Of that veto, Dunleavy slashed $1.1 million in an item called “statutory designated program receipts,” money that comes from non-state sources. Of the $2.8 million cut, $700,000 is state money, said Council Chairman Benjamin Brown of Juneau.
“Counterintuitive doesn’t begin to discern how hard it is or impossible for me to understand the logic behind these purported vetoes,” Brown said.
“It’s so unreasonable,” said Asia Freeman, artistic director of the Bunnell Street Arts Center, one of the Homer arts groups that receives ASCA grants. “It’s such an ineffective way to think of cutting.”
If the Alaska Legislature, meeting jointly as the House and Senate, does not get the 45 out of 60 votes to override Dunleavy’s veto, that will mean a $30,000 to $35,000 hit to Bunnell Street Arts Center, Freeman said.
“It’s fairly significant for us,” she said. “It’s comparable to one of the jobs here. It’s comparable to an entire program. A really good example of that is the Artists in the Schools.”
Through that program, Bunnell is one of several regional arts and culture agencies that administers the program: training artist teachers, processing applications and coordinating residencies. Alaska State Council on the Arts grants up to $15,000 to agencies like Bunnell — Bunnell gets a little less — and the agencies raise funds from schools, private donors and fundraisers to run the program.

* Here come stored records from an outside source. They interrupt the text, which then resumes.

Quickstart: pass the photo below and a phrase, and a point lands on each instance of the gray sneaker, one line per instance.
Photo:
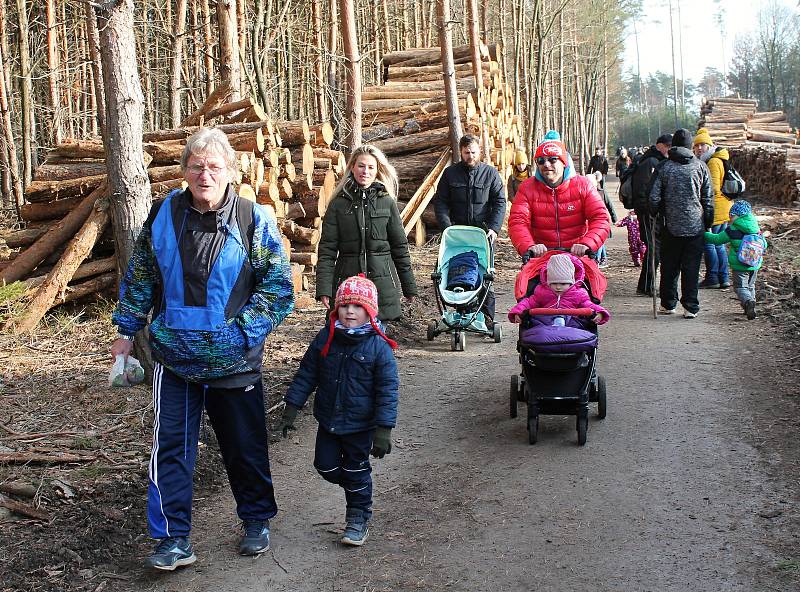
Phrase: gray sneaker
(255, 539)
(171, 553)
(356, 530)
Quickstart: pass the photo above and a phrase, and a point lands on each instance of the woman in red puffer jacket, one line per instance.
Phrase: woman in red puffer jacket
(557, 208)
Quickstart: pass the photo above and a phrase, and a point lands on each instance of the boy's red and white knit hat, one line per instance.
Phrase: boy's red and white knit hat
(363, 292)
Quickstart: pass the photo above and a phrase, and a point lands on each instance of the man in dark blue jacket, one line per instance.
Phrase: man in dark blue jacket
(211, 269)
(471, 193)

“At a time when the (Kenai Peninsula Borough) school district doesn’t have an arts specialist, we’re working very hard in the private sector to make up for a shortfall,” Freeman said.
To raise awareness about the Council on the Arts and other vetoes, on Monday Freeman sent out an email encouraging people to march in the Fourth of July parade in support of the arts, public radio, the University of Alaska, seniors and others.

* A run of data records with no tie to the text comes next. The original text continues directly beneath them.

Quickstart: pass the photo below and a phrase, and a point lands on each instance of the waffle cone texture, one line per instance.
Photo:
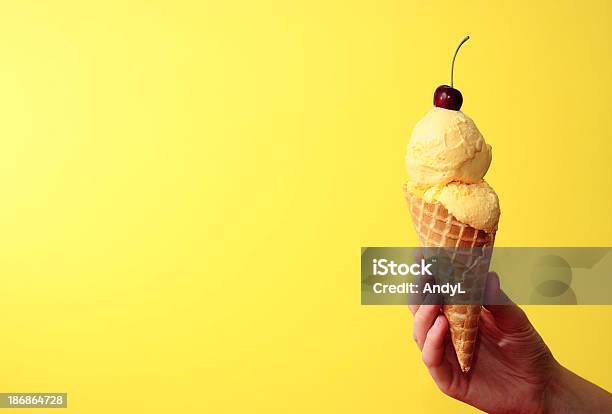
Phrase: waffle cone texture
(436, 227)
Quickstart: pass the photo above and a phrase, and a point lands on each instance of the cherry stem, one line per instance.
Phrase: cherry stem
(455, 55)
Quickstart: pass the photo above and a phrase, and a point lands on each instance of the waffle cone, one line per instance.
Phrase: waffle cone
(436, 227)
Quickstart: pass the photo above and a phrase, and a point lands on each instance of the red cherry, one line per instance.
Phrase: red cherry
(448, 97)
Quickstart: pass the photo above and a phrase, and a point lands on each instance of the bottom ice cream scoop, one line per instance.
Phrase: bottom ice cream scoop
(474, 204)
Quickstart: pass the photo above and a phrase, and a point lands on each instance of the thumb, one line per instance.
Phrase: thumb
(508, 316)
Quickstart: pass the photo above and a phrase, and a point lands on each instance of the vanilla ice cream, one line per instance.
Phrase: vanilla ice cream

“We are all feeling gut-punched and scared for the future of Alaska,” Freeman wrote. “Let’s be strong and stand together for what we love.”
The veto protesters will march behind the New Old Time Chautauqua group, which is on a one-week tour in Homer. Bunnell, the Homer Council on the Arts and Pier One Theatre collaborated in bringing the national entertainment group to Homer, with support from the Harper Arts Touring Fund, a Rasumuson Foundation program administered by the Alaska State Council on the Arts. That’s an example of how the council works with granting agencies, Brown said.
“Our staff are the ones getting the applications from would-be grant recipients, recommending them for funding and reviewing them by the board of trustees,” he said.
If the council goes away, Brown said Alaska will be the only state in the union without an arts council. Other effects will be:
• An annual allocation of $700,000 from the National Endowment for the Arts will end, with the money distributed among the other states and territories;
• Pending grants to Alaska arts organizations, individual artists and school districts will not be paid;
• Creative Forces, a collaborative program with the arts council, the NEA and the U.S. Department of Defense that provides art therapy to service members with post-traumatic stress and traumatic brain injuries will end;
• Alaska will be the only state in the nation without the Poetry Out Loud poetry-recitation program;
• Alaska Native artists will not be able to display the Silver Hand Seal proving authenticity of their artistic products;
• $1.5 million in foundation money will be returned;
• The status of art in the Alaska Contemporary Art Bank, including pieces on loan to members of Congress, will become uncertain; and
• Dunleavy’s own Governor’s Arts & Humanities Awards program will end.
Brown said the art council’s ability to leverage foundation and non-state contributions should be seen as fiscally prudent, a way to stretch state tax dollars in a time when that should be encouraged.
“This is all about an intricate and carefully constructed network of partnerships that is unfortunately being swept away by these vetoes,” he said.
Freeman compared the system to a tree “where if you chop it down at the base it will affect so many things.”
“The beauty of what the Rasmuson Foundation does is leveraging,” Freeman said of grants coming from that foundation and others. “When you lose the lever, what do you do?”